One of the lectures discussed the way in which human nature leads us to always desire more than what we have.  The speaker said, “If you give man a valley of gold, he will ask for another.  And if you then give him two valleys of gold, he will ask for three.”  We are never just simply content, unless we are grateful for the blessings and grateful for the mercy of Allah.

There was a mention of a sahaba who had to have his leg amputated.  He said to others that Allah had given him two arms and two legs, and he had taken away one leg, so still, Allah has “given me more than he has taken.”  Subhan’allah.  If only we could all think that way when faced with calamity or loss.

Allah has given me so much in this life.  I’ve been blessed with my boys, my husband, my parents, my sisters.  I’ve been given the gift of Islam.  I have my health.  I have a wonderful home to live in.  We have two cars, two jobs, and food to fill our stomachs.  I had a wonderful education.  Really, what else could I possibly ask for?  Allah has given me such a prosperous and comfortable life.

2.  I have been thinking about a childhood friend I had.  I used to help her in school, because she was dyslexic.  While the teachers didn’t have time for her, I would always give her my time.  We were very close.  We wrote letters to each other every day.

One of our childhood friends had died.  I couldn’t attend his funeral.  I’ve considered visiting his grave many times since his death.  I want to reach out to her because we haven’t connected for years, and certainly not since he died.

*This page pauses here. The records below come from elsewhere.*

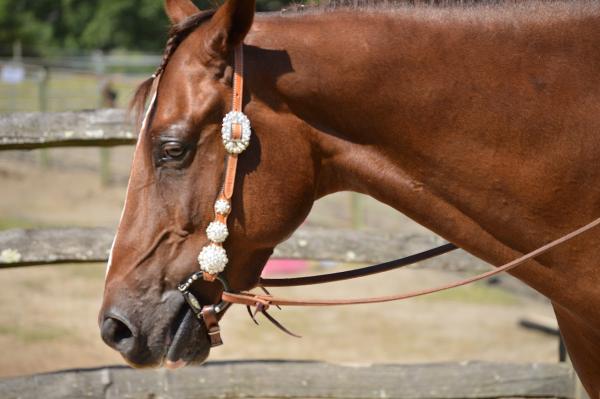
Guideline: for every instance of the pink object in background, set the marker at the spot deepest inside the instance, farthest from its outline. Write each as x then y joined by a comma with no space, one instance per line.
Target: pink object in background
285,266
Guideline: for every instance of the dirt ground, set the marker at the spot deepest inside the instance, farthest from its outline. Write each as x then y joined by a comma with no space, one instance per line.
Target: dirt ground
48,314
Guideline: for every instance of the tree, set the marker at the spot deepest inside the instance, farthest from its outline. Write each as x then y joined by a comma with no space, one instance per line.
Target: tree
46,27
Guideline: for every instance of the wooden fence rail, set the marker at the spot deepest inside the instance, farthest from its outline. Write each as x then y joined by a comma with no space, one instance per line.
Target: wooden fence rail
26,247
297,379
96,128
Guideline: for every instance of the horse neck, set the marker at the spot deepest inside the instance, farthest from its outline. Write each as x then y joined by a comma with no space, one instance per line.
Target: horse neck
464,125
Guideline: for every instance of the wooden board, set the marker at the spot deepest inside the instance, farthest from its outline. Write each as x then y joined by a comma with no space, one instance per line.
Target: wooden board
24,131
25,247
282,379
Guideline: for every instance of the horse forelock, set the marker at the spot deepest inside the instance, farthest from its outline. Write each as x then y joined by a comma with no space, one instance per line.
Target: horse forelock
177,34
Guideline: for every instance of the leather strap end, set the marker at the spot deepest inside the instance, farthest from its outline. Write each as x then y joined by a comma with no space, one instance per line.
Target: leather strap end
209,316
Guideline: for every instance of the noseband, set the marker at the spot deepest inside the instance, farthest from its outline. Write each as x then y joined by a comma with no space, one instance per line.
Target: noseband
213,258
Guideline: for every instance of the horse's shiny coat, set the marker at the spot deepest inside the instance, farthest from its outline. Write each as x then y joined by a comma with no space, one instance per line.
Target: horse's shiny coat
481,123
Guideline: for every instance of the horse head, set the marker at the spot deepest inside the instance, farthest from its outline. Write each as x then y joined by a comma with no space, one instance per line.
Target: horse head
176,176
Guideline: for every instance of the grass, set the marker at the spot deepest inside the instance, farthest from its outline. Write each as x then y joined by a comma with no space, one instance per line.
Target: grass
35,333
17,223
478,293
65,92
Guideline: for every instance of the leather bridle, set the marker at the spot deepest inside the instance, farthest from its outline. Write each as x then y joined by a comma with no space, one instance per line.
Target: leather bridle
213,258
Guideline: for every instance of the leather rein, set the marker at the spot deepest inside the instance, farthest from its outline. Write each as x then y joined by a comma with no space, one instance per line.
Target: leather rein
213,257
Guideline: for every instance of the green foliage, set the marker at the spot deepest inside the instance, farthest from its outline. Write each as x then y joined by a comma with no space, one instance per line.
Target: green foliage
47,27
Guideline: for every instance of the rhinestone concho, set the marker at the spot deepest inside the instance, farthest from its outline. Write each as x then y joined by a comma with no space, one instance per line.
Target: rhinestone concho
213,257
235,146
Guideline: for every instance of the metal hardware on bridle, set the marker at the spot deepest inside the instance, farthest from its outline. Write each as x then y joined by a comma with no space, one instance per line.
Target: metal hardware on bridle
213,259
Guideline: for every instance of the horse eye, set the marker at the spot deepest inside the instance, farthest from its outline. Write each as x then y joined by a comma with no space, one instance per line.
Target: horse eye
173,150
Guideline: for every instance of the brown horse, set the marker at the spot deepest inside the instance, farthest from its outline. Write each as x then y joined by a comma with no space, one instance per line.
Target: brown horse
481,123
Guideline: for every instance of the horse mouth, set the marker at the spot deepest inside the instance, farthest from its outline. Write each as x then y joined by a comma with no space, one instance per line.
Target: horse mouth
188,341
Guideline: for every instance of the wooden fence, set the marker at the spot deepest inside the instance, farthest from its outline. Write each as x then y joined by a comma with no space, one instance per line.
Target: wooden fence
297,379
260,379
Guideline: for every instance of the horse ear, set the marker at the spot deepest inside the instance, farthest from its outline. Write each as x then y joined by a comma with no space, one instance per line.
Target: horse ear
230,24
178,10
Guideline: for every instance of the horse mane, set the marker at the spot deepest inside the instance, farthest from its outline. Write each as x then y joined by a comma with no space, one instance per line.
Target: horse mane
177,33
180,31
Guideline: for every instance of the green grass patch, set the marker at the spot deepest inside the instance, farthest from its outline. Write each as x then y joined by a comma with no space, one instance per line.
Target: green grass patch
475,294
34,334
17,223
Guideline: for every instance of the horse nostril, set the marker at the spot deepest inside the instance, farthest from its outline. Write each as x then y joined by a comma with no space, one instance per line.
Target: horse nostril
117,334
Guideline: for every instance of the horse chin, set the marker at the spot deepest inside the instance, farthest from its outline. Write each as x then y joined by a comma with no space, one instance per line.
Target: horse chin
189,343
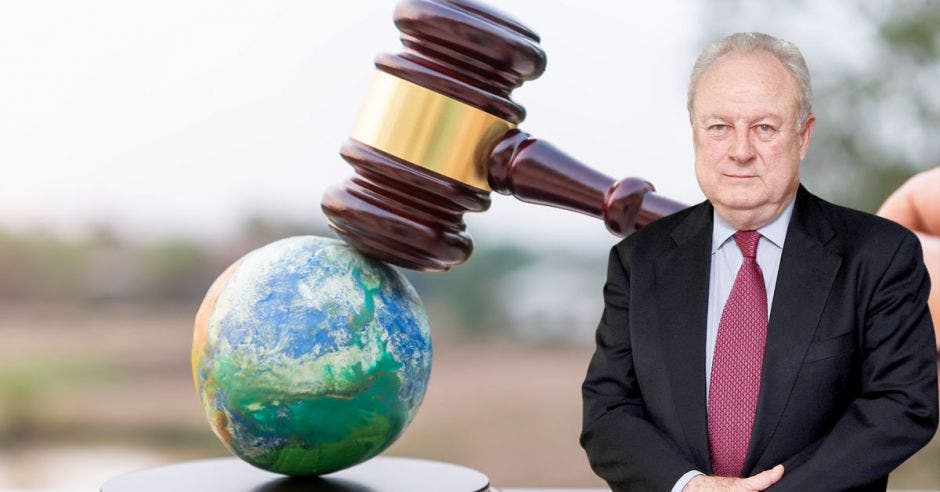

I wonder often what his soul is experiencing.  I also wonder about how he spent his life after we lost touch, what kind of experiences he had during his lifetime after we last saw each other.  I have fond memories of our friendship, and for those, I am grateful.

 

Although I haven’t wrapped up this post in a nice and neat way, I feel it was important to write, and also important to leave this open-ended.